I felt two warm hands wrapping me from the behind and it was just like i wanted to sink in them and never come out.
"Will you marry me??" He asked softly facing me holding out a gorgeous ring.

I looked at him trying to hold back the river of tears in my eyes but there weren't any words coming out from my mouth to reply his question.

Gathering up some courage left in me i tried to form words.
"No.." cam out of my mouth.

The face which was glowing and smiling at me with steel blue eyes looked like it lost all his colour and turned pale his smile dropped and looked at me in confusion.

That was my breaking point and i felt weak on my knees and fell to the ground with tears bursting through my eyes.
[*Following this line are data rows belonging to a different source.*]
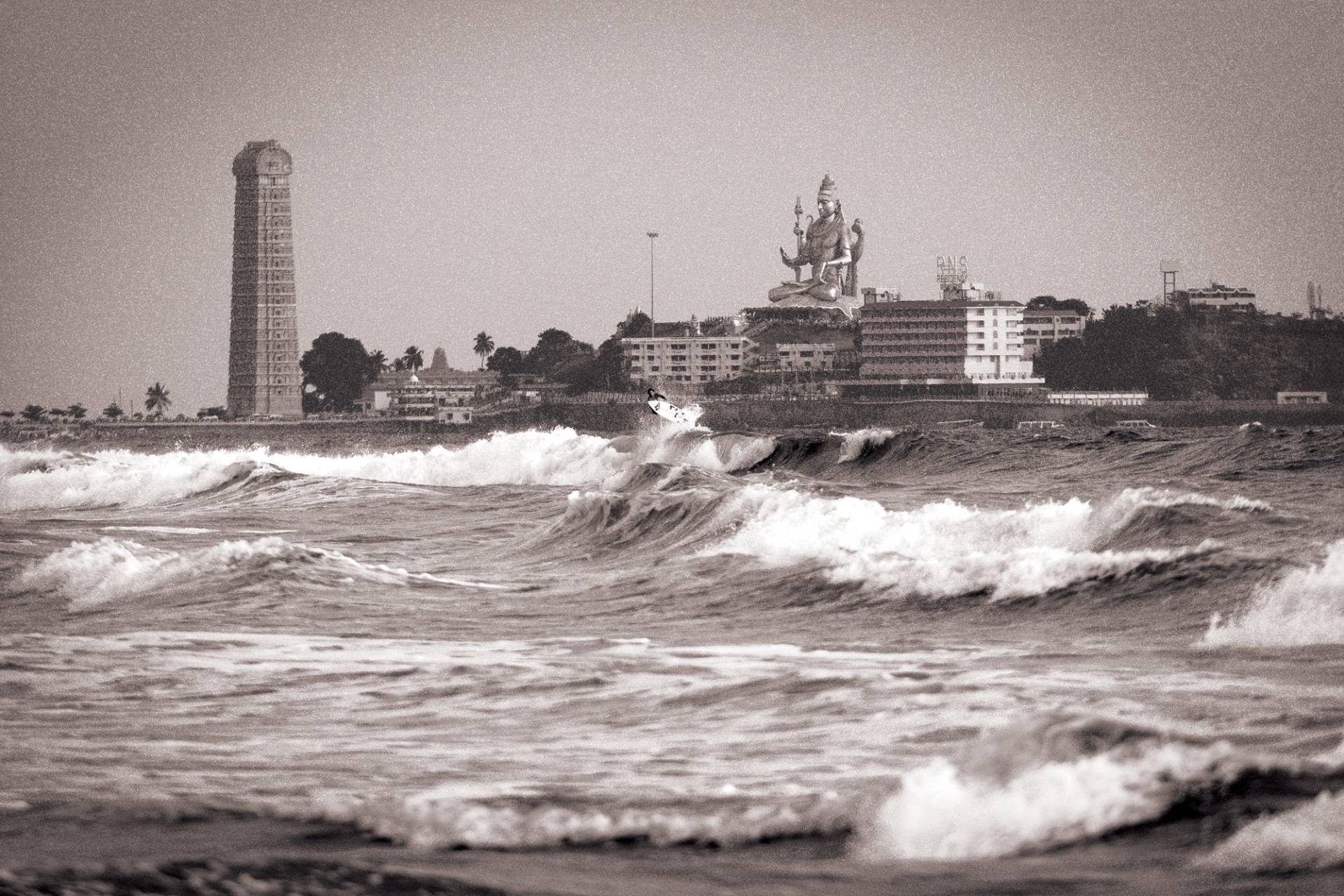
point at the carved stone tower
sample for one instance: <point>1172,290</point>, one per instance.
<point>264,375</point>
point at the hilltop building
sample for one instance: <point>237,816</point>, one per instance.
<point>1215,298</point>
<point>438,386</point>
<point>958,346</point>
<point>264,377</point>
<point>1044,326</point>
<point>686,359</point>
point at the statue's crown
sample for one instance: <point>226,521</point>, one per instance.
<point>828,188</point>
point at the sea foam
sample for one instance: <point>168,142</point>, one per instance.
<point>1306,606</point>
<point>38,480</point>
<point>429,821</point>
<point>1308,837</point>
<point>90,575</point>
<point>1057,783</point>
<point>939,550</point>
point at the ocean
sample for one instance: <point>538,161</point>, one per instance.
<point>683,662</point>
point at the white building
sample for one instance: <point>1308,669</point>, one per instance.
<point>417,400</point>
<point>1098,398</point>
<point>1044,326</point>
<point>686,359</point>
<point>806,356</point>
<point>945,342</point>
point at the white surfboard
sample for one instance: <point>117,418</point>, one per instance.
<point>670,412</point>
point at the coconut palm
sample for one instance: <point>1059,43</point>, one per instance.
<point>156,399</point>
<point>484,346</point>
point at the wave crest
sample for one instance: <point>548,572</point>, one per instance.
<point>428,821</point>
<point>1303,608</point>
<point>90,575</point>
<point>940,550</point>
<point>1050,783</point>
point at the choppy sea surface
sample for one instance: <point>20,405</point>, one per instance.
<point>969,650</point>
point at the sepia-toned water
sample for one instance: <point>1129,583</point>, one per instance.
<point>971,659</point>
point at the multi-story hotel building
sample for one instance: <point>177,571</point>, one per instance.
<point>1046,326</point>
<point>687,359</point>
<point>806,356</point>
<point>264,377</point>
<point>960,342</point>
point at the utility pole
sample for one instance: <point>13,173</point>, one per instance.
<point>652,237</point>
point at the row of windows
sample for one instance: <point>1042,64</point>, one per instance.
<point>682,347</point>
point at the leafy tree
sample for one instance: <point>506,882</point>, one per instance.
<point>556,355</point>
<point>156,399</point>
<point>636,326</point>
<point>337,368</point>
<point>377,365</point>
<point>1060,304</point>
<point>507,362</point>
<point>484,346</point>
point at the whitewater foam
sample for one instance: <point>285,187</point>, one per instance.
<point>1040,786</point>
<point>109,479</point>
<point>1306,606</point>
<point>92,574</point>
<point>1308,837</point>
<point>430,821</point>
<point>937,551</point>
<point>855,444</point>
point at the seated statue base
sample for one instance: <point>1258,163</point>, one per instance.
<point>843,304</point>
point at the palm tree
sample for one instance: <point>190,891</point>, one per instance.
<point>156,399</point>
<point>484,346</point>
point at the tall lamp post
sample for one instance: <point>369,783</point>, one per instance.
<point>652,237</point>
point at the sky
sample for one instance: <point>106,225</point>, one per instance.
<point>465,167</point>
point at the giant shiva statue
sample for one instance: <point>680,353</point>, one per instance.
<point>827,248</point>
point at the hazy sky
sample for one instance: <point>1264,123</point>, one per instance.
<point>495,166</point>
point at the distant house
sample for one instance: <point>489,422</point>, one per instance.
<point>1044,326</point>
<point>1301,398</point>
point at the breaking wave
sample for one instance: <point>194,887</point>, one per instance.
<point>1047,783</point>
<point>90,575</point>
<point>940,550</point>
<point>429,821</point>
<point>38,480</point>
<point>1308,837</point>
<point>1304,606</point>
<point>42,480</point>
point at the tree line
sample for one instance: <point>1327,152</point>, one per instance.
<point>1180,355</point>
<point>337,367</point>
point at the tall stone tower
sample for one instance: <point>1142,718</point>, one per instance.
<point>264,375</point>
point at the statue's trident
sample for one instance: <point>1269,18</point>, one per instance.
<point>797,232</point>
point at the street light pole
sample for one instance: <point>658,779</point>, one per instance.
<point>652,237</point>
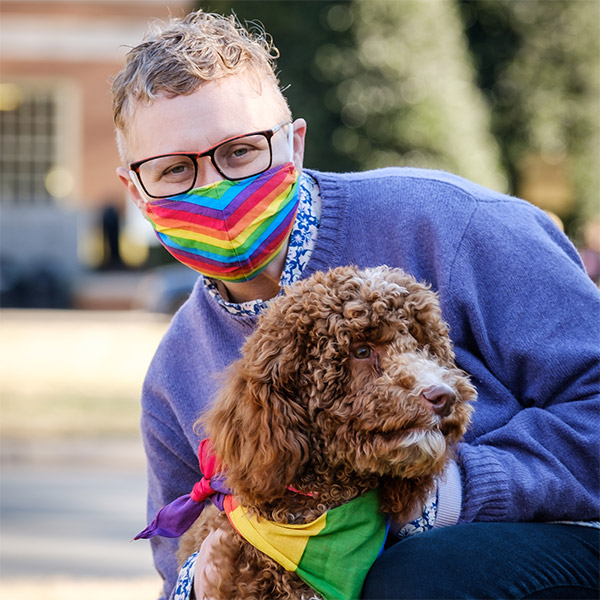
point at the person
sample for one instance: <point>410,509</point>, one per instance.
<point>214,160</point>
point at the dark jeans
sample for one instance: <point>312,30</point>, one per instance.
<point>490,561</point>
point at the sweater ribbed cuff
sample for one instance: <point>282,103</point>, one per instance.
<point>485,490</point>
<point>449,497</point>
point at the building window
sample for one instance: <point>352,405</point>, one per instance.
<point>32,170</point>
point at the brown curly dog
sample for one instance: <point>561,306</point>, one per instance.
<point>348,384</point>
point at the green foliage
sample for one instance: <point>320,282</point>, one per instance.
<point>539,66</point>
<point>406,91</point>
<point>478,87</point>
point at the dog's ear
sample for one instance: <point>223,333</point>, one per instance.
<point>258,426</point>
<point>425,321</point>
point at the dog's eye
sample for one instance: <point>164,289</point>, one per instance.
<point>361,352</point>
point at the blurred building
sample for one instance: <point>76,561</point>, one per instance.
<point>60,200</point>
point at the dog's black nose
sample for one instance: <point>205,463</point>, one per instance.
<point>441,397</point>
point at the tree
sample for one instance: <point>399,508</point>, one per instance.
<point>406,91</point>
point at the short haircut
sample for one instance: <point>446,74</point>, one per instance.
<point>175,58</point>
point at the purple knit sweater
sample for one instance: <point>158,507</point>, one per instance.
<point>523,317</point>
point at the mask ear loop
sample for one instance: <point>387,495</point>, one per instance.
<point>138,186</point>
<point>291,141</point>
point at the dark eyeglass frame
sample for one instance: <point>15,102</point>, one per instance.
<point>194,156</point>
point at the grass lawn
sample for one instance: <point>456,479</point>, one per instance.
<point>74,372</point>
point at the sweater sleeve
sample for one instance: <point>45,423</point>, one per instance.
<point>525,312</point>
<point>171,474</point>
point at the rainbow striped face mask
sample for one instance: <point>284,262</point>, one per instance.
<point>229,230</point>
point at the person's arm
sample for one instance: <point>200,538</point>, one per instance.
<point>529,317</point>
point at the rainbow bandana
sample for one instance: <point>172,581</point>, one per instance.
<point>229,230</point>
<point>333,554</point>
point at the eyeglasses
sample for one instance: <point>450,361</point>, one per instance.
<point>239,157</point>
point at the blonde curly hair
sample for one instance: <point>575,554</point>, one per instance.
<point>177,57</point>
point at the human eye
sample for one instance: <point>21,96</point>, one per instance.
<point>169,169</point>
<point>242,152</point>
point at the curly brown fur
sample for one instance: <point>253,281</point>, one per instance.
<point>331,397</point>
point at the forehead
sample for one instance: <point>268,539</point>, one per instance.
<point>217,110</point>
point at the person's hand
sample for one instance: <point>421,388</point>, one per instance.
<point>206,570</point>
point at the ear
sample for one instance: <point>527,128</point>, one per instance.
<point>125,178</point>
<point>258,426</point>
<point>425,321</point>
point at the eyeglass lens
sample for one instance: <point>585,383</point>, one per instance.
<point>175,174</point>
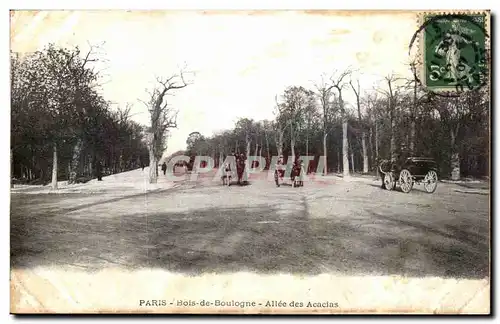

I wasn't able to handle all the stress.

But sebestian leaned down crouched next to me wiping my tears and hugging me.
I made my way in his lap and cried for good 15 minutes soaking his white shirt and he asked no questions just gently stroked my hair and tried calming me down.

When i was a bit better he held my fave in his hands and looked at me with piercing eyes " what happened doll?" He asked gently.

I took a deep breath before answering him and went on explaining what the doctor said and how much time i am left with me.
He cried, he cried for so long hearing all this.
"I love you Mia, i love you more than anything in this world and we will fight this together as a team and we will win doll i promise you mia... We will get through this!" He said kissing me while years were still rolling down his eyes.

He picked me up bridal style and carried me to the sofa and we laid together which felt for like forever.
And then he asked me "as i have promised you that i will be there will you marry me now??" He asked looking hopefully at me.

And i said 'yes' smiling at him cause i know we can fight this together.